Editor’s Note: This is the ninth in a series of posts on common Survey writing mistakes. Click here to see the previous item and stay tuned for more!
MISTAKE #9: YOU THINK SAMPLE SIZE MATTERS
Yes, I have just committed Survey heresy. I can already hear the statisticians, data scientists, and demographic pollsters screaming. “What the heck are you talking about?” they holler from on high. “OF COURSE sample size matters! How can you get statistically significant results if you don’t have the right sample size? How do you know your margin of error? What about confidence intervals and second-order relationships and…” And on, and on, and on.
Before they start lighting matches, allow me to clarify. For quantitative opinion polls constructed by professional Survey writers, I agree – sample size is important. Seriously, who would believe a presidential poll of 25 people? (Hehehe…) It’s just that most Surveys are not written by professionals, are not intended for mass distribution, and are so fraught with mistakes that all a bigger sample size will do is yield more bad data.
As my boss at Applied Materials used to say to me early in my career,
It is better to be approximately right than exactly wrong.
In other words, do not waste a lot of time, money, and effort trying to achieve perfection when in most situations what matters most is that you get the right idea (a concept that has life implications far beyond how many responses to seek out for a Survey!). This idea is especially true for qualitative expertise Surveys in which the professional credentials of the respondents carry tremendous weight. Quality matters far more than quantity.

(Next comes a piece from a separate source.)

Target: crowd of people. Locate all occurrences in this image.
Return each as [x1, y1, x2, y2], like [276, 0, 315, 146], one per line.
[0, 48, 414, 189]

We live in a data-obsessed era, so perhaps we shouldn’t be blamed for thinking that more is better. Unfortunately, in the quixotic quest for ever-greater resolution we often miss the bigger picture. We forget about WHY we are running a Survey in the first place: to get an understanding of how things are (more or less) at a particular moment in time. If you approach the problem with the understanding that things can and will change rapidly, your focus will shift from precision to approximation, from definitive answers to sentiment and directionality.
Would you rather know that based on a poll of 1,000 nurses with a margin of error of plus or minus two percent 62.8% prefer a particular model of ER bed or that most of a sample of 25 nurses from large hospitals who are on their facilities’ procurement committees prefer a different model? I would argue that the sentiments captured in the latter, targeted study matter far, far more than those of the former. The expense and effort required to gather those 1,000 untargeted opinions would be better spent crafting really great questions for the targeted group that dive deep into the WHY in addition to the what.
Surveys offer a great way to get a lot of insights quickly, but the notion that sample size is of paramount importance is just plain wrong. Instead of more precision, more sample usually begets more bad data. Write great questions and pose them to the right people, and you’ll almost always find yourself in the admirable position of being approximately right instead of exactly wrong.